Du point de vue de l'arbre

Lorsqu’on travaille avec des entités aussi vivantes et majestueuses que les arbres, nous nous devons de nous demander ce qu’ils « pensent » du fait de venir constituer une fuste…
Quel est leur avis sur le fait de venir vivre au côté des humains ?

 Longtemps, je me suis posé la question…

Mon esprit limité d’humain rationnel fit un nombre incalculable de suppositions sans que mon cœur ou mon âme ne puisse en valider une plutôt qu’une autre…
Et puis un jour, l’une des siestes magiques dont j’ai le secret m’endormit auprès d’un arbre… Etait-il particulier ?
Non, un pin, comme les autres… Un pin comme les autres; en apparence…

 

 

Il me souffla la réponse à mes questions dans ce rêve…
Les rêves ne se passent pas toujours comme on voudrait… Je fus d’abord malmené…

« Comment se fait-il, petit humain insignifiant, que tu te soucies de nos ressentiments ?» commença l'arbre d'un ton moyennement amical...

«Tu es comme les autres certainement… Tu passes toute ta vie à courir sans nous voir et le jour où tu daignes lever la tète, c’est pour évaluer notre quantité de bois avant de nous couper…»

Terrorisé par cette présence, je ne su que répondre, mais la vérité me sembla une sage option...
« Mon métier est de faire des maisons avec des arbres.
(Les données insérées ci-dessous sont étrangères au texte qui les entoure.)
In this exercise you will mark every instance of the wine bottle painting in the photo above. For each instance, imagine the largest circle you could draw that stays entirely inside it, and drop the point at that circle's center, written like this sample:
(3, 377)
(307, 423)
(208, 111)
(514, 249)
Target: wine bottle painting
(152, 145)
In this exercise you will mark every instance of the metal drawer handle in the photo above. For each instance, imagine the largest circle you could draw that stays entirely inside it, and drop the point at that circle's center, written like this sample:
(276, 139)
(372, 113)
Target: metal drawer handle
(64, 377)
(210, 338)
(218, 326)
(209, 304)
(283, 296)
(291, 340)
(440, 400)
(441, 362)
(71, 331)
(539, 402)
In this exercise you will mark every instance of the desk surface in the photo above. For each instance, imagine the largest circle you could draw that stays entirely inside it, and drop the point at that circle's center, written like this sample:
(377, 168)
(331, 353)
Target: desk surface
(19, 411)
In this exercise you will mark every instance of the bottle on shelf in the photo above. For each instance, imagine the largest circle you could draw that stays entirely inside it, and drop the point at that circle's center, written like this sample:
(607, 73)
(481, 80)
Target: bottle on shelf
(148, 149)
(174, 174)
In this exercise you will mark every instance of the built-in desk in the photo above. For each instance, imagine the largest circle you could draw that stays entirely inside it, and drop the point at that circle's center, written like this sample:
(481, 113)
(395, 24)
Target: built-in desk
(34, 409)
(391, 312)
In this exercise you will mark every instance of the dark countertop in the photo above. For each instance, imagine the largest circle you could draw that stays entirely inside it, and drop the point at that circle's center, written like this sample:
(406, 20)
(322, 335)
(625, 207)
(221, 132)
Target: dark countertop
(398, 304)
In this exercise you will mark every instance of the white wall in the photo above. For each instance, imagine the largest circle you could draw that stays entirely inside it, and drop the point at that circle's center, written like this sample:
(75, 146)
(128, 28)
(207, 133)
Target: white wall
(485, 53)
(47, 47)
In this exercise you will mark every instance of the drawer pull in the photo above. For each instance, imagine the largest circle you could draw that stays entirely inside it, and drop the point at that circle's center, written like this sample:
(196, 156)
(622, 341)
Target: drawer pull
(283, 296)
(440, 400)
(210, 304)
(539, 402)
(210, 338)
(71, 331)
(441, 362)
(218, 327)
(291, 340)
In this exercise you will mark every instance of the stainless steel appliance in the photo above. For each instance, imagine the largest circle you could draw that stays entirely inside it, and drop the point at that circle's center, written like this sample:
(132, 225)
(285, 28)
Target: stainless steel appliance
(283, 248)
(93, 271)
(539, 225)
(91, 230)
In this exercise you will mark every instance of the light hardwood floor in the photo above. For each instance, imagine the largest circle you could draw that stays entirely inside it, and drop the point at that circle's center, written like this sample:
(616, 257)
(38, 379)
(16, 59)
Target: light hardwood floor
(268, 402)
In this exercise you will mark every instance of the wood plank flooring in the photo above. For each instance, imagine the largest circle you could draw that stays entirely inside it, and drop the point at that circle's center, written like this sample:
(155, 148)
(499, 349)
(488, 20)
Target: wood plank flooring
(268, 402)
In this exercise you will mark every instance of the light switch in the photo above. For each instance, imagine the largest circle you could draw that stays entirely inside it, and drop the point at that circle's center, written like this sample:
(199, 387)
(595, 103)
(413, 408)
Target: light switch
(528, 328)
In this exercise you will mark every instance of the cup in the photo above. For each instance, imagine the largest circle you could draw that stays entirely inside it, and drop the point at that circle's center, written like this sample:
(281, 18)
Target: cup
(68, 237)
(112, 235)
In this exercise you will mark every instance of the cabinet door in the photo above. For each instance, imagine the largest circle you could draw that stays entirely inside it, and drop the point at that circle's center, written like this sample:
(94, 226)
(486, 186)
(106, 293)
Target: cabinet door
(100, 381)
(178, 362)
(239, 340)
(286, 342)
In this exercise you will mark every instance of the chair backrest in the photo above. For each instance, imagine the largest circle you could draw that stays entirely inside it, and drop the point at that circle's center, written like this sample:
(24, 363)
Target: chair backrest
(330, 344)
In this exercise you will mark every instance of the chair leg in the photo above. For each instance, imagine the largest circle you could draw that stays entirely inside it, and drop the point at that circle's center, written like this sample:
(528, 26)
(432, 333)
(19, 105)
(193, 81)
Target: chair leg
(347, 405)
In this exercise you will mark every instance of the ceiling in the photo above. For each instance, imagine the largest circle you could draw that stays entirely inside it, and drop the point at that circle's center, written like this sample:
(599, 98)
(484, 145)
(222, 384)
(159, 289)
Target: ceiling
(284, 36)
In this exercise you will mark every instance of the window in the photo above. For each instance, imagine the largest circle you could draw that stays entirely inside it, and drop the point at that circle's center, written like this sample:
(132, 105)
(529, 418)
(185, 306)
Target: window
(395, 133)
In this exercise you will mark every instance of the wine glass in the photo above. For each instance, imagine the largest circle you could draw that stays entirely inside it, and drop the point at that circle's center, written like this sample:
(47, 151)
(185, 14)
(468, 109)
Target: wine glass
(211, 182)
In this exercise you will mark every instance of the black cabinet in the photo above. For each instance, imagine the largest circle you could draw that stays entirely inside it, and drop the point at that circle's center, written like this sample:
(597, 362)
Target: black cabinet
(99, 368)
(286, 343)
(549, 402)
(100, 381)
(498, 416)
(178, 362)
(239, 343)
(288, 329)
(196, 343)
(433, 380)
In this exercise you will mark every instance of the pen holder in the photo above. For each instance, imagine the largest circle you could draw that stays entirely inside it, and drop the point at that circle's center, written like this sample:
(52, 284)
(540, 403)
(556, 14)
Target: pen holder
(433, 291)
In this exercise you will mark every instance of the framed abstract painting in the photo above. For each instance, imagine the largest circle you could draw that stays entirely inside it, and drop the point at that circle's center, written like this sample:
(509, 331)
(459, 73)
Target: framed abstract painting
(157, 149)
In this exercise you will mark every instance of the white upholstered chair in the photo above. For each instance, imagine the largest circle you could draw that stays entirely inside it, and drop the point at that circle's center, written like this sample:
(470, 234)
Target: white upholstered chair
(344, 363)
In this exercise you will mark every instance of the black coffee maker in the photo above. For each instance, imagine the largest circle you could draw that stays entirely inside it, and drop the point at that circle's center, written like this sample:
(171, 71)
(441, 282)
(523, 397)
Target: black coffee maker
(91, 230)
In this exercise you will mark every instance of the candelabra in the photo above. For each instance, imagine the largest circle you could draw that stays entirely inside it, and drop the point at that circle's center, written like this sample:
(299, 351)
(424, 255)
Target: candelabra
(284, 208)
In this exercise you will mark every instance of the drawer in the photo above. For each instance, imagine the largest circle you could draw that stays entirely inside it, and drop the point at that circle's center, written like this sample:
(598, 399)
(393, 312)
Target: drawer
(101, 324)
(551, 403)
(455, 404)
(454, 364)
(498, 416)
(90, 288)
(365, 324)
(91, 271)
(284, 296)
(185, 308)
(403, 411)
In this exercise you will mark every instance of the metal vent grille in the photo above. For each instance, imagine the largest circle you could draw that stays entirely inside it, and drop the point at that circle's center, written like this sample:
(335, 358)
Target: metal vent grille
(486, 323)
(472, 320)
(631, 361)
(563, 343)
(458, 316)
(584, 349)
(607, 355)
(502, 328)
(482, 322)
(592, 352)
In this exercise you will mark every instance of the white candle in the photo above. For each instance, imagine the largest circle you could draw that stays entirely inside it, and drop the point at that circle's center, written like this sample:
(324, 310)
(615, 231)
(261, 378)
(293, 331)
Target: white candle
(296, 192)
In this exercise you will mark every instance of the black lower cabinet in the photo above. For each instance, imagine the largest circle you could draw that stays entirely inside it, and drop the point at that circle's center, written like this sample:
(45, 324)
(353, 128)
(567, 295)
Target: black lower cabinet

Je suis fustier. Et je me soucie du point de vue des arbres depuis longtemps, sans savoir que penser…»

«Penser…» fit l’arbre… «C’est bien là ton problème… Tu penses et penses et repenses… Tu rêves, mais ton rêve n’est pas libre… Il est dicté par des lois qui ne sont plus celles de la nature… Pour comprendre, il ne faut plus penser avec ton cerveau, mais ouvrir ton cœur…»

 La leçon était rude, moi qui croyait savoir écouter la nature…

«Tu crois connaître la nature, mais tu ne la «vois» pas. Tu n’es pas connecté.»

«Pourtant il me semblait…» Fis-je penaud… mais l’arbre me coupa la parole et dit sèchement : «suis-moi»

Alors mon rêve s’accéléra, des lueurs dansantes bleues et mauves envahirent mon cerveau, comme si j’accélérais… Quelque chose semblait m’attirer hors de ma tête… Et puis tout se calma et la voix repris :

«Nous te connaissons petit fustier. Ton métier nous plait. Tu nous fais rire…»

«Ah bon, j’ai parfois mauvaise conscience de vous faire couper puis de vous entailler pour vous assembler entre vous…»

«Qu’est ce que tu crois ?

Crois tu vraiment que nous poussons à l’endroit où nous poussons par hasard ? Crois-tu encore que le bucheron ait vraiment le choix ?
Nous les arbres héritons d’une sagesse innée. Nous connaissons notre destin…

Ton analyse est engluée dans un mode de pensée tellement étriqué.

Sache que si nous poussons droit, pour certains d’entre nous, c’est exactement pour que l’homme puisse nous utiliser. L’homme est un mystère pour nous.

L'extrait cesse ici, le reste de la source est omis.